テイリンの目の前で、魔法使いレリーバが分裂して三体になったカリバ達の白い魂が千切れる様に激しく揺れた。テイリンが絶望にかられて悲鳴に似た声を上げた。 「レディ・ミリア、ガザヴォックに対抗する何か良い方法はありませんか」 ミリアはマコーキンの手を握り締めて、ガザヴォックとテイリンの力の均衡を保とうとした。 「ジェ・ダン、ガザヴォックはどうやってこれ程離れた所から力を使う事が出来るの」 六つ星のてんとう虫がミリアの肩にとまった。 (魔法を導く道がレリーバの魂に仕掛けられていたからだ) デッサがテイリンの前に立ちはだかるように立った。 (レリーバの魂が導いているのよ、ティズリの言う通り黒い秘宝の魔法使いの魂はガザヴォックの手の中にあるの) ジェ・ダンがミリアの耳元で意志を放った。 (ミリア、このままではテイリンを失うぞ、この星の魔法の均衡が完全に崩れてしまう。いっそレリーバの魂をガザヴォックに渡してしまってはどうだ) 「それは絶対にダメ」 ミリアは沈黙しているエイトリ神に目を向けた、エイトリ神は長い髭を悲しそうになでた。 「ジェ・ダンの意見はとても現実的だ」 ジェ・ダンが得意げにうなった。 (情報の獣のわしは、現実的な意見しか言わないのだ) デッサが白くゆらめくカリバ、キリバ、エリバの魂を心配気に見つめた。 (馬鹿馬鹿しい、ガザヴォックに力を与えてしまうだけじゃない) エイトリ神が言った。 「この土地自体に闇の力が浸み込んでいる、マコーキンとミリアの力でようやく光の力が盛り返したところだが、ここでテイリンがガザヴォックに負けてしまえばバステラ神そのものがここにやって来てしまうかもしれないぞ」 デッサがガザヴォックを探すかのように空を見上げた。 (ならば一度この土地から魔法を消してしまいましょう) ミリアが巨獣を見上げた。 「まさか」 (始祖の生き物が死ぬ時、その場所はデヘナルテになる) 「それではすべての魔法が消えてしまうわ」 (いえ、秤の魔法は残る。すべて消えた後に創造するの、光の力はテイリンから、闇の力はこの土地全体の毒の中から) ジェ・ダンがミリアの服のひだに潜り込んだ。 (わしは嫌だぞ) デッサが笑った。 (もちろん私の命を差し出すのよ) 森の中からリーダーのチャガに率いられた山猫マーバルの抗議の鳴き声がわき上がった。

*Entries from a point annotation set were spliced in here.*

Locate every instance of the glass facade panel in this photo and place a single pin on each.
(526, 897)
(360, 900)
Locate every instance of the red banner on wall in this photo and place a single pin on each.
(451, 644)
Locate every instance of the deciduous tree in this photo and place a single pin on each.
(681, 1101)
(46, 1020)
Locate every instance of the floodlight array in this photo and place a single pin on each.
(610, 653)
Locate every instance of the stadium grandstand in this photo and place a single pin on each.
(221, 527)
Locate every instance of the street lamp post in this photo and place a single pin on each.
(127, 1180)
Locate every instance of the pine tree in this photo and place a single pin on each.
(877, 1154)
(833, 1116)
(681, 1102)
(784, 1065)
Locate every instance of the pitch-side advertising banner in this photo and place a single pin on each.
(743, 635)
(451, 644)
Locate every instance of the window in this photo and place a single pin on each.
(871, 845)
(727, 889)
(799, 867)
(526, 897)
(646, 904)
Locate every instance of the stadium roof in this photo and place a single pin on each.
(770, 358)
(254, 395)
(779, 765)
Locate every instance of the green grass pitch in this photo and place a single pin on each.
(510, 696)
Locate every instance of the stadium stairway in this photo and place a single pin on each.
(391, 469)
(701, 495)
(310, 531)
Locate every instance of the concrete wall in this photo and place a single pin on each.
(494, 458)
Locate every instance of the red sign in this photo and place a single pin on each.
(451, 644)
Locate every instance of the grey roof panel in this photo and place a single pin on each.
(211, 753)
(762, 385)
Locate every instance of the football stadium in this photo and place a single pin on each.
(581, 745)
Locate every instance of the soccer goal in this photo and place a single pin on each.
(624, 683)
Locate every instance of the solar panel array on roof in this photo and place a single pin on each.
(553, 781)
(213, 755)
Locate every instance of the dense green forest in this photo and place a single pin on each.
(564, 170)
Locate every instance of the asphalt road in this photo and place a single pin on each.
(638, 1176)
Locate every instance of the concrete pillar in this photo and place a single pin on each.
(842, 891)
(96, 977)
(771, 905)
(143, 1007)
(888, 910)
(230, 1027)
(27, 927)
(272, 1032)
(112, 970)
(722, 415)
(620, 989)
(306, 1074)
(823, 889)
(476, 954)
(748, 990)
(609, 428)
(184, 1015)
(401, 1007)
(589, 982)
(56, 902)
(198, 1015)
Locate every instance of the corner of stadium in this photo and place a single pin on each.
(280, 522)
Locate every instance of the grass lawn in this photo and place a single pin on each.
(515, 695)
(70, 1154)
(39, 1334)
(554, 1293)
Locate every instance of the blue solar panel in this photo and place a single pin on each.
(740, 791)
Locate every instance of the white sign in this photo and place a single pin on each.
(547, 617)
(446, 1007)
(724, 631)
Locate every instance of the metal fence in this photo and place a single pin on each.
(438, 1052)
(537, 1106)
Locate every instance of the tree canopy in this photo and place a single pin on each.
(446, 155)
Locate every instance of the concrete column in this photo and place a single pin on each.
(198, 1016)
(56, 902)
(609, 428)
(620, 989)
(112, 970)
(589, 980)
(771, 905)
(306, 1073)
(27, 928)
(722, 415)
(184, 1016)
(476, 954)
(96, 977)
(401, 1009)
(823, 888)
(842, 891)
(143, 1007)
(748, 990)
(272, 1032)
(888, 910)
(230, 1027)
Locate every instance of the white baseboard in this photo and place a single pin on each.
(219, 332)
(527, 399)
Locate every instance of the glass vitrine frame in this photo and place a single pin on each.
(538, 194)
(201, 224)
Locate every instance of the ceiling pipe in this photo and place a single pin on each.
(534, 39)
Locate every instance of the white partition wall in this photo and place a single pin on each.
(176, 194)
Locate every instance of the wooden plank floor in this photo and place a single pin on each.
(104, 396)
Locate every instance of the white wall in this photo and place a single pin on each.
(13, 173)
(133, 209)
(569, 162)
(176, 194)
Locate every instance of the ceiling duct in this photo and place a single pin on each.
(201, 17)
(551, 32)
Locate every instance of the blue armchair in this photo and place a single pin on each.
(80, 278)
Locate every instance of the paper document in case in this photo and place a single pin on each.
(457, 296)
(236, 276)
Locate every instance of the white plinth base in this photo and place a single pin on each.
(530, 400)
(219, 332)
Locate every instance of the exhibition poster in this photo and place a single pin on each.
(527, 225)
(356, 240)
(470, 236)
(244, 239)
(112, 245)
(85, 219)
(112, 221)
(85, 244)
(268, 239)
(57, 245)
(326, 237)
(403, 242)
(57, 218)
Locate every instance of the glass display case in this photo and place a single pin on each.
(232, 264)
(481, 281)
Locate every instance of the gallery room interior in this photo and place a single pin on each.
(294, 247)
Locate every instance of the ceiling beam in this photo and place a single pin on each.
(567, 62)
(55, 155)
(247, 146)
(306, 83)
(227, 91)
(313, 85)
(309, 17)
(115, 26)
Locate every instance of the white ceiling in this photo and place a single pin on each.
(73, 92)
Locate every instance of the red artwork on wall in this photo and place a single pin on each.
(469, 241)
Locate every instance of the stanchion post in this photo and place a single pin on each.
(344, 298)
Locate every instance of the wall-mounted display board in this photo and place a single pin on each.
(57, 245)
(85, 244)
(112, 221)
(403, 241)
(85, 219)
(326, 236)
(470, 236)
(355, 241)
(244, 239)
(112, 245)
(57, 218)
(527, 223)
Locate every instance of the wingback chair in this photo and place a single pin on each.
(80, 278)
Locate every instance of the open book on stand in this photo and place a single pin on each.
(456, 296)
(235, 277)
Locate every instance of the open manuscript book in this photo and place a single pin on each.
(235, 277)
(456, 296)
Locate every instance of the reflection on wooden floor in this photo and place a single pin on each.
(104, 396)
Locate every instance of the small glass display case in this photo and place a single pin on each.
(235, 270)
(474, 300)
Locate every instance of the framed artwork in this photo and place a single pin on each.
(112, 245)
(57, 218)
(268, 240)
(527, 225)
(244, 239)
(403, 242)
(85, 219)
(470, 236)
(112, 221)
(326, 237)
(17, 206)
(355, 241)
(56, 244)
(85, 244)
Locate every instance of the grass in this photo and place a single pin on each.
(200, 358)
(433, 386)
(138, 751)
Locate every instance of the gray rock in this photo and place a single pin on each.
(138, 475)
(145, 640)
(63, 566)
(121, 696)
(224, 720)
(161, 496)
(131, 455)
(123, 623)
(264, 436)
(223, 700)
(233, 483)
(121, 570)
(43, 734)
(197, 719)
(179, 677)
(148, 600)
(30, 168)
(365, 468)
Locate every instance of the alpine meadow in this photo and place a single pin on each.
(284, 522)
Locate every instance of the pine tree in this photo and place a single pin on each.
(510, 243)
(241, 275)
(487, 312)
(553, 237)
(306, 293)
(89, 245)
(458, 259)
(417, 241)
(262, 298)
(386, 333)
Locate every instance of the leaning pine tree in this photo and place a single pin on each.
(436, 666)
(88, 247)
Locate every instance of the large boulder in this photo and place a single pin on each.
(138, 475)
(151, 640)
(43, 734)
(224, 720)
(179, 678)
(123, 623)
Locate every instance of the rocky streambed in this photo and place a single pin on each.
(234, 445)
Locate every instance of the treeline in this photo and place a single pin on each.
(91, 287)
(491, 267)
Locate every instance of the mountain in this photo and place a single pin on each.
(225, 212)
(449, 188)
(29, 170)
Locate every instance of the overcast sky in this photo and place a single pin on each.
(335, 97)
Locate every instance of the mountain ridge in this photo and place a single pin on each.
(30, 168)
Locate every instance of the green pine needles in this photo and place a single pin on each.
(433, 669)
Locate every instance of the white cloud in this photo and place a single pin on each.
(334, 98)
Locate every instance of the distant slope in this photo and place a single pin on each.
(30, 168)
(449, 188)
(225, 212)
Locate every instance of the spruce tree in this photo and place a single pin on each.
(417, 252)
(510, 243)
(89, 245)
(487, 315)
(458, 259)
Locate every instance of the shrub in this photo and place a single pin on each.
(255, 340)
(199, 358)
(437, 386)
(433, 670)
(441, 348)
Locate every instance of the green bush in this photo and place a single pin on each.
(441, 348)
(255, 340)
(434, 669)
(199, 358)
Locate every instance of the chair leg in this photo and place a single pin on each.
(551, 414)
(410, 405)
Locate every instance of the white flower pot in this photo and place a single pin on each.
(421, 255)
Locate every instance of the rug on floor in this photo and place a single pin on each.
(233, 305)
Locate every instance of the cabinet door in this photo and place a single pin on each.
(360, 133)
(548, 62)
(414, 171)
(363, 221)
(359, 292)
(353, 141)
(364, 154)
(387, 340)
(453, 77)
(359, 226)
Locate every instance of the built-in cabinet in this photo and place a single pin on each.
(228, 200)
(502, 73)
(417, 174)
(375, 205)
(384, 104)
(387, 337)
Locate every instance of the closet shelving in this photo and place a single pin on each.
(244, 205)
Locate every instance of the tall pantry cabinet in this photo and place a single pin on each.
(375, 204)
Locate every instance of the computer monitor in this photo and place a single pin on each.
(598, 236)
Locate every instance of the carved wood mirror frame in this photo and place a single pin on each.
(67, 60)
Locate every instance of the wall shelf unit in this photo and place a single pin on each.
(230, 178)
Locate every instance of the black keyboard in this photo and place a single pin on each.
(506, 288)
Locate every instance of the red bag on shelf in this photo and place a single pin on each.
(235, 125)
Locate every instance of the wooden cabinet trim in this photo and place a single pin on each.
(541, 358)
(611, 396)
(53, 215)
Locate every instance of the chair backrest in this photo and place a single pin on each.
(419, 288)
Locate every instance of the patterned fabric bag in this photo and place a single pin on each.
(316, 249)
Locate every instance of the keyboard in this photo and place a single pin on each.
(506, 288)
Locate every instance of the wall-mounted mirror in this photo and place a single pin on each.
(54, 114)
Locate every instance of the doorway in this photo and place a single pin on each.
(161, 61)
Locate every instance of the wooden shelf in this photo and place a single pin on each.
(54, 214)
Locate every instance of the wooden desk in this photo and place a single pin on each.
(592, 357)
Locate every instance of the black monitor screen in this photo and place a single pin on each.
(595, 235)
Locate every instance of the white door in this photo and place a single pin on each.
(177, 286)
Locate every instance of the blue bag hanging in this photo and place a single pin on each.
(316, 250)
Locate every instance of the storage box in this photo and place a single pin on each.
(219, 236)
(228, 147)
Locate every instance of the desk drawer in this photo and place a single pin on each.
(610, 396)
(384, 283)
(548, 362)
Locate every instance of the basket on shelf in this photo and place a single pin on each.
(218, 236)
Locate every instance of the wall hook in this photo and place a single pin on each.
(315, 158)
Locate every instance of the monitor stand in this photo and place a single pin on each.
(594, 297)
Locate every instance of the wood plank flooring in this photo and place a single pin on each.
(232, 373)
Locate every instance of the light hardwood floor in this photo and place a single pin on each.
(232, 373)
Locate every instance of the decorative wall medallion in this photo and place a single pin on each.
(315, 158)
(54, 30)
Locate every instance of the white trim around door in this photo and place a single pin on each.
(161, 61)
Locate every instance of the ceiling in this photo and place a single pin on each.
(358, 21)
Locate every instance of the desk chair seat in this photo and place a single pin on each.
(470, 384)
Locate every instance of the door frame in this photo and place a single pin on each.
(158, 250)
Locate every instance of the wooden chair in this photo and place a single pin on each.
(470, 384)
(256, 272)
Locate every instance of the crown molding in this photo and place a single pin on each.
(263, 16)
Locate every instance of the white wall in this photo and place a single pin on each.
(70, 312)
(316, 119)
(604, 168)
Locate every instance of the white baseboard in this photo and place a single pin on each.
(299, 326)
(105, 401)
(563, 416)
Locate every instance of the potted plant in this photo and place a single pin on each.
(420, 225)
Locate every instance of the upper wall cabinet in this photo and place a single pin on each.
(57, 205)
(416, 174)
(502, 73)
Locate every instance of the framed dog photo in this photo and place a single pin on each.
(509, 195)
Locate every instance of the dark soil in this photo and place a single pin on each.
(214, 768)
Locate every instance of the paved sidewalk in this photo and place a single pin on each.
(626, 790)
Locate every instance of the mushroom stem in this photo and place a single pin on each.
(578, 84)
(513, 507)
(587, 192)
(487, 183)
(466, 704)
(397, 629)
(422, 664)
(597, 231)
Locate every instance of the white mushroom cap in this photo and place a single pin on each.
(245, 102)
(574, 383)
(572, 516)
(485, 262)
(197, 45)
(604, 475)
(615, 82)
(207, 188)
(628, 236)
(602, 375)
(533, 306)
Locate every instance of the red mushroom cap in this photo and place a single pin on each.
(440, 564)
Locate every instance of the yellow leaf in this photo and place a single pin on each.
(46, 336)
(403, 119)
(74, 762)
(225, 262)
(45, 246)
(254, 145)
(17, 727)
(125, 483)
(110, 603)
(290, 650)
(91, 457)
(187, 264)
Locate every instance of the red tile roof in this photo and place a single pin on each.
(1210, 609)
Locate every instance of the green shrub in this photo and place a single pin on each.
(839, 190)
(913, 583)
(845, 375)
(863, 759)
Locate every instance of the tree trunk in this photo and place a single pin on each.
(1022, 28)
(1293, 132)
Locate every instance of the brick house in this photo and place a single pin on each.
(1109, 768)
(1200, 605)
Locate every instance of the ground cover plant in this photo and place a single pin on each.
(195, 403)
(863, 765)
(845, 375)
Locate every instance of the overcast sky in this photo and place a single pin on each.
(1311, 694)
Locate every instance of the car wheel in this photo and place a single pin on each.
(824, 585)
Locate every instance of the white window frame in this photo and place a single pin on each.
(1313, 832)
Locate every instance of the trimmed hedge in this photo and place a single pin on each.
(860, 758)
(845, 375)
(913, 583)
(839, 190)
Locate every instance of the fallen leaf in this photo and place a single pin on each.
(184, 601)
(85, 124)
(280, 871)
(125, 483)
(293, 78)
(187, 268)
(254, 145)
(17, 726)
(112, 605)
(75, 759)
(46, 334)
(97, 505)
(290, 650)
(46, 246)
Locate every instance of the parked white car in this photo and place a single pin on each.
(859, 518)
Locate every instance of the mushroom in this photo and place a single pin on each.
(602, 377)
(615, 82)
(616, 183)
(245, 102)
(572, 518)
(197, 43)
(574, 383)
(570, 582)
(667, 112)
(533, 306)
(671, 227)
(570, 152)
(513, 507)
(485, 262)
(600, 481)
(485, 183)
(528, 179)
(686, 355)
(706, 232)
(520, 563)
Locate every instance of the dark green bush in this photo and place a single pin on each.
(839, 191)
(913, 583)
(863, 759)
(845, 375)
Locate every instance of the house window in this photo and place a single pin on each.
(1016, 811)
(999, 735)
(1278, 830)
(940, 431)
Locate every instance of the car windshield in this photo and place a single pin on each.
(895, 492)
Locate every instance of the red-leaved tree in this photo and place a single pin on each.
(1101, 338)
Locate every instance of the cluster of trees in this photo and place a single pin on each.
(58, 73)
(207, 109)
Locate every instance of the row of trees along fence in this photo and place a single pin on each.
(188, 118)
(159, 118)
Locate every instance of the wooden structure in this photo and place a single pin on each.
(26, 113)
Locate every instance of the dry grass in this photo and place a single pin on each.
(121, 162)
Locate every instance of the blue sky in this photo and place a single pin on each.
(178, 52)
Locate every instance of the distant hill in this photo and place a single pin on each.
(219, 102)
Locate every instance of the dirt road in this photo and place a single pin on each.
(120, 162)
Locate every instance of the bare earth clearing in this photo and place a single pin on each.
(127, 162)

デッサが用心深く様子をうかがっていた魔女ティズリに言った。 (ティズリ、レリーバの服から巻物を取り出して) ティズりは倒れたレリーバの服を探ると、懐のあたりから小さな黒い巻物を取り出した。 (それを地面に置いて) 「でも」 デッサはティズリの顔を吹き飛ばしそうな勢いで吠えた。 (置きなさい) ティズリはあわてて巻物を放り出した。デッサはその巻物の上に足を乗せると、空に向かって叫んだ。 (取ってみなさい、ガザヴォック) するとデッサの首のあたりがきらめき、銀色の鎖が現れた。そして一度地面に垂れた鎖の先が空中に巻き上げられ、空に向かってピンと張った。 デッサが苦しそうにうなった。 (狼バイオンもこうして死んだのね)
(第五十四章に続く)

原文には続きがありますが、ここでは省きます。